Your documents never leave your computer Once loaded, Koali runs entirely in your browser and makes no further network requests. There is no backend server processing your data, no cloud uploads, no analytics, and no telemetry of any kind. Every file you import, every code you create, and every note you write stays in a folder on your machine that only you control. Koali works fully offline once the page has loaded.

Where data is stored

All project data lives in the folder you chose when creating the project. Nothing is ever uploaded or transmitted. There are no accounts and no sign-in.

Project file structure

Your project folder contains human-readable JSON files:

File / FolderContents
koali.jsonProject manifest (name, description, metadata).
codebook.jsonAll code definitions and hierarchy.
sources/Imported document files and a source manifest.
coding/Per-document coding data (one file per source).
notes/Individual note files and a note manifest.
queries/Saved query definitions.
themes.jsonTheme definitions and code associations.

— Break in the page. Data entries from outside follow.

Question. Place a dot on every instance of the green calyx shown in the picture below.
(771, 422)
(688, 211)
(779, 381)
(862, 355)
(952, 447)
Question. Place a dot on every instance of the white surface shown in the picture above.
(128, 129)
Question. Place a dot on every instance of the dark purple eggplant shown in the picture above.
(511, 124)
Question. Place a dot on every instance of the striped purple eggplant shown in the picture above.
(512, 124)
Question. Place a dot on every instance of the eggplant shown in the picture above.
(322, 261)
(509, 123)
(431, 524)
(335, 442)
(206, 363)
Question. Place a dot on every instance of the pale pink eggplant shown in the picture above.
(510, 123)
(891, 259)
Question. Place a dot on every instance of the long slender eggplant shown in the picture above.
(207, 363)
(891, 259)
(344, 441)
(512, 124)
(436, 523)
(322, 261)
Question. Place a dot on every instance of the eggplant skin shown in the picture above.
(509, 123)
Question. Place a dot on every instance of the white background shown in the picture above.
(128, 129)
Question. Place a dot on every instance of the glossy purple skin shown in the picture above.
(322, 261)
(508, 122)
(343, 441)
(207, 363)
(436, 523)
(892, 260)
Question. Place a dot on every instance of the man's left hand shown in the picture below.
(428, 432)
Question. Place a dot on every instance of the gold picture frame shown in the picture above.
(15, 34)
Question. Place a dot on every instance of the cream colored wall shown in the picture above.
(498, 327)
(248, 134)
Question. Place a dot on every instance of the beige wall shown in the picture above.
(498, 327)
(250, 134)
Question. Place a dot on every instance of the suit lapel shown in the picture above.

Because everything is plain JSON, you can inspect, back up, or version-control your project with any standard tool.

Browser caching

Koali uses IndexedDB to cache parsed document content for faster loading. This data stays in your browser and can be cleared at any time through your browser's settings without affecting your project files.

File System Access API

In supported browsers (Chrome, Edge, Opera), Koali uses the File System Access API to read and write directly to your project folder. You grant permission once per session, and the browser may ask you to re-confirm on subsequent visits.

Troubleshooting

Firefox or Safari: no folder picker

These browsers don't support the File System Access API. Koali falls back to a download/upload workflow. You can still use all features, but saving and loading requires manual file operations rather than direct folder access.

Documents not loading

Sync conflicts on shared folders

Permission prompts

Chrome and Edge may ask you to re-grant folder access each time you open Koali. This is a browser security feature. Click "Allow" or "Edit files" when prompted.

Clearing the cache

If you experience stale data or loading issues, clear the IndexedDB storage for Koali in your browser's developer tools (Application → Storage → IndexedDB). Your project files on disk are not affected.